Utilizing the DoD Enterprise DevSecOps reference design as our guide, Stratus has created a culture and practice that aims at unifying software development, security and operations. Subsequently, the main characteristic of our approach is to automate, monitor, and apply security at all phases of the software lifecycle: plan, develop, build, test, release, deliver, deploy, operate, and monitor.
We have shifted testing and security earlier and throughout the automated unit, functional, integration, and security testing. This results in a reduced mean-time to production, increased deployment frequency, fully automated risk characterization, monitoring, and mitigation across the application lifecycle and ultimately software updates and patching at "the speed of operations".
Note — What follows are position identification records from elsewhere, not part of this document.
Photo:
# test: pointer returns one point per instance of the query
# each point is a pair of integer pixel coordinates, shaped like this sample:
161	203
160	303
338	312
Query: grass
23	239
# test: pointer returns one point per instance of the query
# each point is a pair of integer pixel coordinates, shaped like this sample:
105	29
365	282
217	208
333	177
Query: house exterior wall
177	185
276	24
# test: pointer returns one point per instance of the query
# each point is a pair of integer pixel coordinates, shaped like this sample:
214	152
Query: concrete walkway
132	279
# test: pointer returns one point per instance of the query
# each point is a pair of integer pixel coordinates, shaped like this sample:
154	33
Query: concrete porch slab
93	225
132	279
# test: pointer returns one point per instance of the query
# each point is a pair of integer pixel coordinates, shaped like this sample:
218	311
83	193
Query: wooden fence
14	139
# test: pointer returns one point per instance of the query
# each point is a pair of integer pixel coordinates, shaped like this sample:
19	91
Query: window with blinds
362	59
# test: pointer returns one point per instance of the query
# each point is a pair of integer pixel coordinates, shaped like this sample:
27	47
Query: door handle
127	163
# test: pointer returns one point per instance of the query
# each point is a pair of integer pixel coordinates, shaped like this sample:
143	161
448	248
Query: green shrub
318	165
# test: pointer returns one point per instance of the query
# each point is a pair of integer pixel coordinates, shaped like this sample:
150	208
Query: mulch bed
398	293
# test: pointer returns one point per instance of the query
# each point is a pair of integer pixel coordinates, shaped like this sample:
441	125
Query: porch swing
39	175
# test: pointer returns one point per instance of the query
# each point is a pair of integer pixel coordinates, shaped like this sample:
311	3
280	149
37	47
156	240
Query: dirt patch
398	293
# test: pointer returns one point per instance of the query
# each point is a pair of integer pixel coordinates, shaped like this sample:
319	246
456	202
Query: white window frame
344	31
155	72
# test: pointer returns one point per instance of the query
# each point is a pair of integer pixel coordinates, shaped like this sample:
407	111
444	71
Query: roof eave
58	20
Leveraging a set of hardened DevSecOps tools and deployment templates our personnel select the appropriate template for the program application capability to be developed. These templates are specialized around a specific programming language or around different types of capabilities such as web application, transactional, big data, or artificial intelligence (AI) capabilities.
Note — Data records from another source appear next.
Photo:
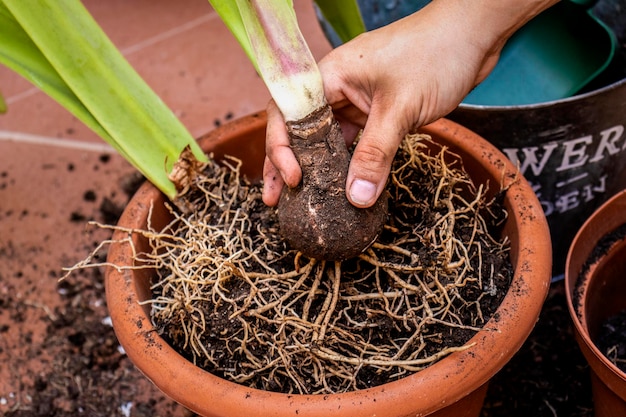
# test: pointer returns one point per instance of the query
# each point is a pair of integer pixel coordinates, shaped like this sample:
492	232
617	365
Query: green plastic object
552	57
Upon selection of the appropriate template and toolset, our personnel instantiate a DevSecOps software factory and the associated pipelines that enable Continuous Integration and Continuous Delivery (CI/CD) of the mission application.
At Stratus, we operate under the auspice of zero trust and least privilege to ensure that only the appropriate information and access is available to those who have been authorized.
As emerging threats and CVEs are discovered and announced, it is critical to understand the real and potential impact new vulnerabilities have through service exposure in the environment. This triaging of threats allows for prioritization of the most critical vulnerabilities to facilitate rapid rollouts of fixes or mitigations.